Independent agencies are subject to a host of interesting academic debates, including debates that go to the heart of what makes an agency independent and which agencies qualify. Most of those debates focus, however, on the relationship between independent agencies and the President. Some of them explore the relationship between independent agencies and the public, the courts, or Congress. But the horizontal examination of the relationship between independent agencies and executive agencies has gone under-examined.

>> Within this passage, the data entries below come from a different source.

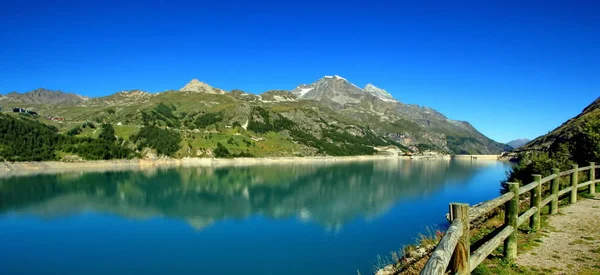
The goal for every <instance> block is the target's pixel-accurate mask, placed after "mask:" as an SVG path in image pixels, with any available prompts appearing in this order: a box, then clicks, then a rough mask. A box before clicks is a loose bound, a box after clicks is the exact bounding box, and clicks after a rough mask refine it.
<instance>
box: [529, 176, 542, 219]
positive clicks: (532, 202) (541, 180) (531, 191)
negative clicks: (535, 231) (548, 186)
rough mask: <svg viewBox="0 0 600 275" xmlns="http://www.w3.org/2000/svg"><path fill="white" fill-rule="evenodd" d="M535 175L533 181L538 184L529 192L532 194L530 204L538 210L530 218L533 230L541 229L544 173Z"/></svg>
mask: <svg viewBox="0 0 600 275" xmlns="http://www.w3.org/2000/svg"><path fill="white" fill-rule="evenodd" d="M532 176H533V181H535V182H536V186H535V187H534V188H533V189H531V191H530V192H529V194H530V200H531V203H530V206H531V207H534V206H535V207H537V211H535V213H534V214H533V216H531V218H530V219H529V227H530V228H531V229H533V230H540V227H541V222H540V213H541V211H542V210H541V209H540V208H541V207H540V206H541V205H542V184H541V181H542V175H538V174H535V175H532Z"/></svg>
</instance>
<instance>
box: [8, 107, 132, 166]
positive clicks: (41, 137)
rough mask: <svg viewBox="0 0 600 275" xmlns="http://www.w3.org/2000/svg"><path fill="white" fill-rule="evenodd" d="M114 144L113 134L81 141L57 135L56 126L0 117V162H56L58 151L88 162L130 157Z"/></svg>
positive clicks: (108, 127) (19, 118)
mask: <svg viewBox="0 0 600 275" xmlns="http://www.w3.org/2000/svg"><path fill="white" fill-rule="evenodd" d="M105 127H106V129H109V128H112V126H105ZM107 131H108V130H107ZM113 133H114V131H113ZM115 141H116V140H115V138H114V134H113V136H112V140H108V137H107V139H93V138H80V137H75V136H73V135H70V134H69V135H63V134H59V133H58V130H57V129H56V127H53V126H48V125H45V124H43V123H40V122H38V121H36V120H32V119H29V118H24V117H19V118H18V117H13V116H9V115H3V114H0V159H2V160H6V161H42V160H56V159H58V156H57V154H58V152H59V151H60V152H66V153H71V154H75V155H78V156H80V157H82V158H84V159H90V160H99V159H113V158H129V157H132V156H133V152H132V151H131V150H130V149H129V148H126V147H124V146H121V145H119V144H117V143H115Z"/></svg>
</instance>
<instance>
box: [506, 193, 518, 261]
mask: <svg viewBox="0 0 600 275" xmlns="http://www.w3.org/2000/svg"><path fill="white" fill-rule="evenodd" d="M506 184H507V185H508V190H509V191H510V192H513V193H515V196H514V197H513V198H512V199H511V200H509V201H507V202H506V204H505V205H504V207H505V208H504V224H505V225H507V226H512V227H513V228H514V229H515V230H514V231H513V233H511V234H510V235H509V236H508V238H506V240H504V259H505V260H507V261H509V262H513V261H515V260H516V259H517V219H518V217H519V184H518V183H514V182H507V183H506Z"/></svg>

In a meticulous accounting, Professor Bijal Shah documents one fascinating aspect of that relationship in her forthcoming article, Executive (Agency) Administration. There, she focuses on litigation brought by the Justice Department (DOJ) on behalf of executive agencies against independent agencies. This litigation dynamic is unusual, but as she shows, not unheard of; her painstaking gathering of all such cases since 1900 yielded about 175 cases. What is more, these cases are incredibly illuminating. The vast majority fall into one of three categories. First, when an independent agency adjudicates a matter against an executing agency as a party—typically labor-related—these cases serve as the means for judicial review. Second, when independent agencies assert power that interferes with executive agencies’ own authority, lawsuits serve to protect executive agencies’ purview. And third, there is a smaller category of cases where DOJ has challenged independent agency decisions to approve certain antitrust matters.
Even just identifying this body of litigation and describing how it has evolved over time contributes meaningfully to our understanding of the relationship between executive and independent agencies. This sort of work—using original data to illuminate a previously unexamined aspect of administrative law—is gaining traction in the field, and with good reason.

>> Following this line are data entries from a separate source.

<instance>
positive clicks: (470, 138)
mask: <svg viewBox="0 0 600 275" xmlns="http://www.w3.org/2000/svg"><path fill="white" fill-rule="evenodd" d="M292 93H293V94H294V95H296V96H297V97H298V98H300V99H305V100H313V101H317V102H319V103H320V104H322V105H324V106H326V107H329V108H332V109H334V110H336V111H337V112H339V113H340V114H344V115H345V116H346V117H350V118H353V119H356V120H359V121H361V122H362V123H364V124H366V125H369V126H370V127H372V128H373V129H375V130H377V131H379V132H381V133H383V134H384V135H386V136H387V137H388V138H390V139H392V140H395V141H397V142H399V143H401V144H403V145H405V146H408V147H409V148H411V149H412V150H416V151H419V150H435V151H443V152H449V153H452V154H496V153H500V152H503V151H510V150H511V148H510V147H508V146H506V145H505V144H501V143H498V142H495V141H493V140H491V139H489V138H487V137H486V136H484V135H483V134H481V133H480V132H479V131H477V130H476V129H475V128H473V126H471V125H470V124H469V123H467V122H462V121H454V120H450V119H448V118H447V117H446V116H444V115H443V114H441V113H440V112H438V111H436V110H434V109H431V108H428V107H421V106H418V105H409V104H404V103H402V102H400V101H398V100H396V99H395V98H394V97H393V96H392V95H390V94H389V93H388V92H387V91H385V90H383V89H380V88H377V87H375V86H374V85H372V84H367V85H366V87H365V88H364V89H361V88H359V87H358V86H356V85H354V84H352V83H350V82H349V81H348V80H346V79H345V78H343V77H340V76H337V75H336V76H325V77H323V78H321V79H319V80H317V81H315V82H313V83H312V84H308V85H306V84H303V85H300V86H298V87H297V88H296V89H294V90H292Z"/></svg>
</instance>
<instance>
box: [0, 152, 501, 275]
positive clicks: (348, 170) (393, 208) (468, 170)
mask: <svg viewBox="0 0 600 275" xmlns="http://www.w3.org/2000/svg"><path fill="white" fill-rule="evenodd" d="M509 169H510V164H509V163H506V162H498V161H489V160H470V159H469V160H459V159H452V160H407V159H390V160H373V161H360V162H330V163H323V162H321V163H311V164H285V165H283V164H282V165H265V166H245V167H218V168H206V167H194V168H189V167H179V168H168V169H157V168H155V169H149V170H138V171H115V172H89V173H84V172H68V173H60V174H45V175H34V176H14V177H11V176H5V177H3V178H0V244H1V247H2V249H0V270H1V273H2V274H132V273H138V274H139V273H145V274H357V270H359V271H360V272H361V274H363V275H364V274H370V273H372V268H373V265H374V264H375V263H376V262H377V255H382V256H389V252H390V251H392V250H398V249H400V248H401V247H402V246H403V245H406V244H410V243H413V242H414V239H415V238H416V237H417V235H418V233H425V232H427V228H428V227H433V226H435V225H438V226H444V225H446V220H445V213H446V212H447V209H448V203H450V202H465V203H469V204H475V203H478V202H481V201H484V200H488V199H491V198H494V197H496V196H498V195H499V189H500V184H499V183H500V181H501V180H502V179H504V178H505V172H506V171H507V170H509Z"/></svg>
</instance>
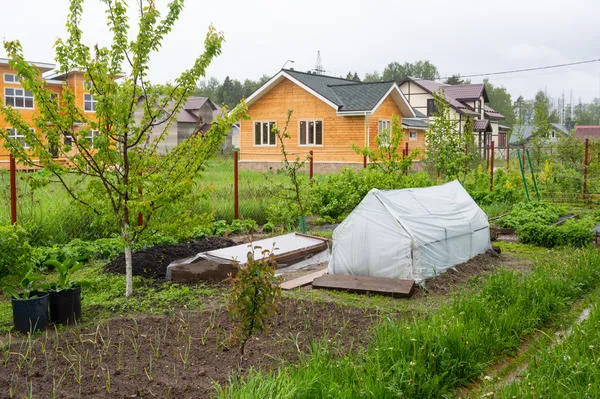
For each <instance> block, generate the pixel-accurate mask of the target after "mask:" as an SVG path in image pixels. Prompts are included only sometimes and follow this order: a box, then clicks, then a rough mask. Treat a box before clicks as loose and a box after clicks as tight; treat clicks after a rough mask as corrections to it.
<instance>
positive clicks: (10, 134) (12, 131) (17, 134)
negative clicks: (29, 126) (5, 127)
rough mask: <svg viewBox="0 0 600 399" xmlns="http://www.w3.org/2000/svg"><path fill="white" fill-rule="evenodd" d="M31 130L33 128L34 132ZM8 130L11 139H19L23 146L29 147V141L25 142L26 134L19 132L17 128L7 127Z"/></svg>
mask: <svg viewBox="0 0 600 399" xmlns="http://www.w3.org/2000/svg"><path fill="white" fill-rule="evenodd" d="M29 130H31V131H32V132H33V129H29ZM6 132H7V133H8V139H9V140H19V142H20V143H21V145H22V146H23V148H29V146H28V145H27V143H25V135H24V134H21V133H19V132H18V131H17V129H16V128H8V129H6Z"/></svg>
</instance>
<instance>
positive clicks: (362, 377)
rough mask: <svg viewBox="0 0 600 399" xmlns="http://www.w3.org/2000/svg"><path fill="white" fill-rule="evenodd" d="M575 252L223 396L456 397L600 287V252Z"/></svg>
mask: <svg viewBox="0 0 600 399" xmlns="http://www.w3.org/2000/svg"><path fill="white" fill-rule="evenodd" d="M570 252H571V254H570V255H569V256H568V258H567V259H559V260H557V259H550V260H549V261H547V260H546V259H544V261H543V262H538V263H537V264H536V265H535V267H534V270H533V271H532V272H531V273H519V272H516V271H509V270H506V269H500V270H498V271H496V272H494V274H493V275H492V276H491V277H490V278H489V279H487V280H486V281H485V282H484V283H483V284H482V286H481V291H480V292H477V293H474V294H471V295H465V293H464V292H463V291H462V290H460V292H458V293H457V295H455V296H454V297H453V298H452V300H451V303H449V304H445V305H442V306H441V308H440V309H439V310H438V311H436V312H433V313H431V314H429V315H428V317H422V318H414V319H412V318H411V319H409V320H400V321H396V320H389V319H388V320H384V321H383V322H382V323H380V325H378V326H376V327H375V331H374V336H373V338H372V339H371V340H370V342H369V343H368V345H367V346H366V349H365V350H364V351H357V352H353V353H347V351H344V350H342V349H338V348H337V347H335V346H333V345H331V344H329V345H328V344H327V343H323V344H321V345H314V346H313V348H312V351H311V354H310V355H309V356H306V357H304V358H302V359H301V360H300V362H299V364H294V365H291V366H288V367H285V368H280V369H278V370H277V371H276V372H273V373H260V372H255V373H250V375H249V376H248V377H246V378H245V379H244V380H242V381H237V382H234V383H233V385H230V386H229V387H227V388H226V389H225V390H223V391H222V392H220V394H221V395H220V397H227V398H242V397H254V396H257V395H258V396H260V397H262V398H278V397H328V396H331V393H332V392H334V393H335V394H334V396H336V397H344V398H358V397H372V398H384V397H407V398H434V397H435V398H439V397H451V396H455V393H456V392H455V390H456V389H457V388H458V387H459V386H466V385H468V384H469V383H470V382H472V381H473V380H475V379H476V378H478V377H480V376H481V373H482V372H483V371H484V369H485V367H486V365H489V364H490V363H491V362H493V361H495V360H496V359H497V358H498V357H499V356H502V355H504V354H509V353H513V351H515V350H517V349H518V348H519V347H520V346H521V345H522V339H524V338H525V337H526V336H528V335H529V334H531V333H532V332H534V331H536V330H538V329H540V328H541V327H543V326H544V325H547V324H548V323H550V322H551V321H552V320H553V319H555V318H556V317H557V316H558V315H560V314H564V313H565V312H566V311H568V309H569V308H570V306H571V304H572V303H573V302H574V301H576V300H577V298H580V297H581V296H582V295H584V294H585V293H587V292H590V291H591V290H592V289H594V288H597V287H598V285H599V281H600V280H598V279H599V278H600V254H599V253H598V251H596V250H595V249H589V250H588V249H586V250H570ZM340 351H342V352H341V353H342V354H343V355H341V356H340Z"/></svg>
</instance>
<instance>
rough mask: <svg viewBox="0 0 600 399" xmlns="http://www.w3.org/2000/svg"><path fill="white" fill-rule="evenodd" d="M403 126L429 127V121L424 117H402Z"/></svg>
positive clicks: (422, 127) (410, 126) (415, 126)
mask: <svg viewBox="0 0 600 399" xmlns="http://www.w3.org/2000/svg"><path fill="white" fill-rule="evenodd" d="M402 126H406V127H409V128H410V127H415V128H417V127H419V128H427V127H429V123H428V122H427V119H422V118H402Z"/></svg>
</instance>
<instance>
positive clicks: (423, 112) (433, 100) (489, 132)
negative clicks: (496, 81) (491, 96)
mask: <svg viewBox="0 0 600 399" xmlns="http://www.w3.org/2000/svg"><path fill="white" fill-rule="evenodd" d="M400 90H401V91H402V93H404V95H405V96H406V99H407V100H408V102H409V103H410V105H411V106H412V107H413V108H414V109H415V111H416V112H418V113H419V114H420V115H421V116H422V117H425V118H429V119H432V118H434V117H435V114H436V107H435V99H434V96H433V94H434V93H435V94H440V95H442V97H443V99H444V100H445V101H446V103H447V104H448V106H449V107H450V117H451V118H452V119H454V120H457V121H458V128H459V131H460V132H462V131H464V129H465V123H466V122H467V120H469V119H470V120H472V121H473V134H474V135H475V142H476V144H477V145H478V147H479V148H480V150H481V153H482V155H483V156H484V157H485V155H486V153H485V151H484V148H485V146H486V145H491V143H492V141H493V142H494V145H495V147H496V148H497V149H504V148H506V145H507V142H506V138H507V133H508V130H509V128H508V127H507V126H503V125H501V124H500V121H501V120H502V119H504V116H503V115H502V114H501V113H499V112H497V111H496V110H494V109H493V108H492V107H490V106H489V105H488V104H487V103H488V102H489V99H488V95H487V92H486V90H485V85H484V84H482V83H477V84H461V85H449V84H444V83H438V82H435V81H432V80H425V79H416V78H411V77H409V78H406V79H405V80H404V81H402V82H401V83H400Z"/></svg>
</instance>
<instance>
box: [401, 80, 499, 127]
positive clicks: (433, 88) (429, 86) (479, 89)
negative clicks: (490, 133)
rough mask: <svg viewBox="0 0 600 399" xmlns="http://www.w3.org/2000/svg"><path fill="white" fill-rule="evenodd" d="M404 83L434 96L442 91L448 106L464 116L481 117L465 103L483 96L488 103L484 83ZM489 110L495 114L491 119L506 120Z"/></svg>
mask: <svg viewBox="0 0 600 399" xmlns="http://www.w3.org/2000/svg"><path fill="white" fill-rule="evenodd" d="M404 82H413V83H415V84H417V85H419V86H421V87H422V88H423V89H425V90H427V91H428V92H429V93H432V94H433V93H439V92H440V91H441V92H443V95H444V99H445V100H446V101H447V102H448V104H449V105H450V106H451V107H452V108H454V109H455V110H456V111H457V112H458V113H460V114H463V115H470V116H479V113H477V112H475V111H474V110H473V109H472V108H471V107H469V106H467V105H466V104H464V103H463V101H474V100H477V99H478V98H480V97H481V96H483V98H484V100H485V101H488V96H487V92H486V91H485V85H484V84H483V83H475V84H462V85H449V84H446V83H439V82H435V81H433V80H427V79H416V78H410V77H409V78H406V79H404V80H403V81H402V83H404ZM402 83H401V84H402ZM488 108H489V109H490V112H491V111H493V113H492V114H490V115H489V117H490V118H493V119H502V118H504V115H502V114H500V113H498V112H496V111H494V110H493V109H492V108H490V107H488Z"/></svg>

Beyond these insights, however, Professor Shah goes much further and demonstrates how this litigation actually forms a powerful tool of executive control over independent agencies. While Shah explains that sometimes these decisions are made at the presidential level, and thus can be categorized as an attempt to exert presidential influence over independent agencies along the lines of now-Justice Kagan’s “presidential administration,” more often the decisions are made by career DOJ staff at the behest of executive agencies as their clients. These instances mark a very different kind of balance of power between executive and independent agencies.
And the executive agencies are very successful in this litigation, winning around two-thirds of the cases they bring. This flips traditional administrative challenges on their head; typically defending agencies win about two-thirds of the time. Indeed, as Professor Shah explains, this phenomenon is one example of judicial review as an ex post check on independent agencies’ decision-making, where ex ante political checks are not possible. Some of her data even suggest that the quality of independent agency decision-making may truly be improved by these checks—independent agencies’ least defensible decisions are overturned routinely in this context.
Though there are many other aspects of Professor Shah’s work that are notable, including implications for judicial standards of review of independent agency actions, I found the most salient her observations about implications for aggrandizement of presidential control over independent agencies. As she says, litigation on behalf of executive agencies against independent agencies can easily be harnessed for the political aims of the president. Although some past examples suggest court skepticism in cases where such goals are blatant, the changing nature of the presidency and the Supreme Court may, in her view, suggest more openness to that strategy in the future.
Her evidence is convincing, and in some ways quite troubling. In particular, Justice Gorsuch recently rejected the NLRB’s interpretation of its own organic statute in favor of DOJ’s views on the Federal Arbitration Act, a statute of general applicability where DOJ has no special expertise. And now-Justice Kavanaugh, then a D.C. Circuit judge, wrote a panel decision and a dissent in the en banc decision that later reversed it, taking the position that certain kinds of for-cause removal restrictions are unconstitutional, demonstrating some appetite for additional presidential control over independent agencies. If these trends hold, and if the current or future administration shows a willingness to engage the courts for political ends, we may see this phenomenon gain traction.
Professor Shah’s ability to shed light on an under-appreciated aspect of administrative law is a refreshing addition to the literature that I am certain will be the beginning of much more consideration of the topic in the future. I personally believe that her troublesome predictions about the future of independent agencies’ independence will prove both prescient and problematic for administrative law.